INDIANAPOLIS (WISH) — Vendors toted empty Cracker Jack bags Wednesday night at the Indianapolis Indians baseball game.
The iconic baseball food was not served because of one ingredient: peanuts.
“People eat peanuts in the stands, even on the lawn,” food allergy blogger Lauren Kossack said.
But at Wednesday’s game Victory Field went “peanut free.”
“I think it’s great, primarily it’s great for food allergy families to get to come,” she said.
The American Peanut Council reports that 3 million Americans have nut allergies.
That number includes kids like Devon, who has a severe allergy to peanuts.
“Any kind of interaction he has with them, even in the air breathing peanut dust, it causes his throat to swell.

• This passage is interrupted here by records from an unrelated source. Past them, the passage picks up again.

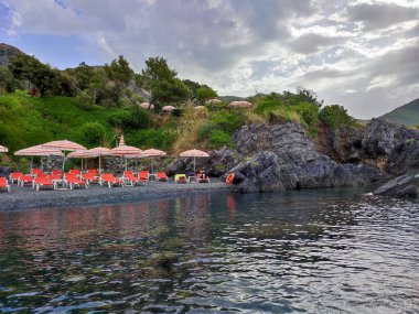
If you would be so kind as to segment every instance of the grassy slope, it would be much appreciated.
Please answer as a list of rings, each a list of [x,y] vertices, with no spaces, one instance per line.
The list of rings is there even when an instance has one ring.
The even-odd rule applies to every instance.
[[[117,109],[94,106],[86,111],[75,98],[0,95],[0,143],[15,151],[57,139],[83,143],[79,127],[98,121],[112,133],[109,116]]]
[[[389,120],[390,122],[418,126],[419,124],[419,98],[406,104],[391,112],[388,112],[380,118]]]

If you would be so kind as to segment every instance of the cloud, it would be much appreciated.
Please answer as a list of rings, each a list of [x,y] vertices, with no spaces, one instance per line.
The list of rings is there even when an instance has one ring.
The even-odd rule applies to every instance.
[[[357,3],[346,8],[350,21],[361,22],[367,31],[385,29],[406,21],[417,21],[419,9],[395,3]]]
[[[77,39],[77,48],[97,61],[123,55],[137,72],[148,57],[163,56],[180,77],[221,95],[303,86],[364,118],[419,96],[417,1],[122,3],[0,0],[0,31],[17,43],[28,36]],[[44,48],[51,54],[54,41]]]

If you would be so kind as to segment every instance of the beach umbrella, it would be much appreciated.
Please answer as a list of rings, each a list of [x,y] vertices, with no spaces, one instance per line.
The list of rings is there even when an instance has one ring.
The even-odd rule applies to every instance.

He could stop breathing,” his mother Holly Ramsey said.
He can never go to baseball games because of how many peanut products are around.
“I told him we may never be able to do this again, so we’re excited to be here,” Ramsey said.
Wednesday, the ballpark eliminated all foods with nut products and crews spent more than an hour cleaning all the peanut residue off the seats and arm rests.
That’s one of the reasons kids like Devon can’t attend games.
“You know how peanuts are oily, that oil stays on the chairs,” Kossack said, “Touching it and then they rub their eye or they touch it and they go to eat something else.”
Kossak said even that can cause a reaction for some children.
She helped organize the event at the game for kids like her own with allergies and those like Devon.
“He said ‘mom, mom, I can go to the game,'” Ramsey said.
And Ramsey said she’s so thankful for this one night where she could say yes when her son said “take me out to the ballpark.”
“They have no idea how much we appreciate it, we really do,” she said.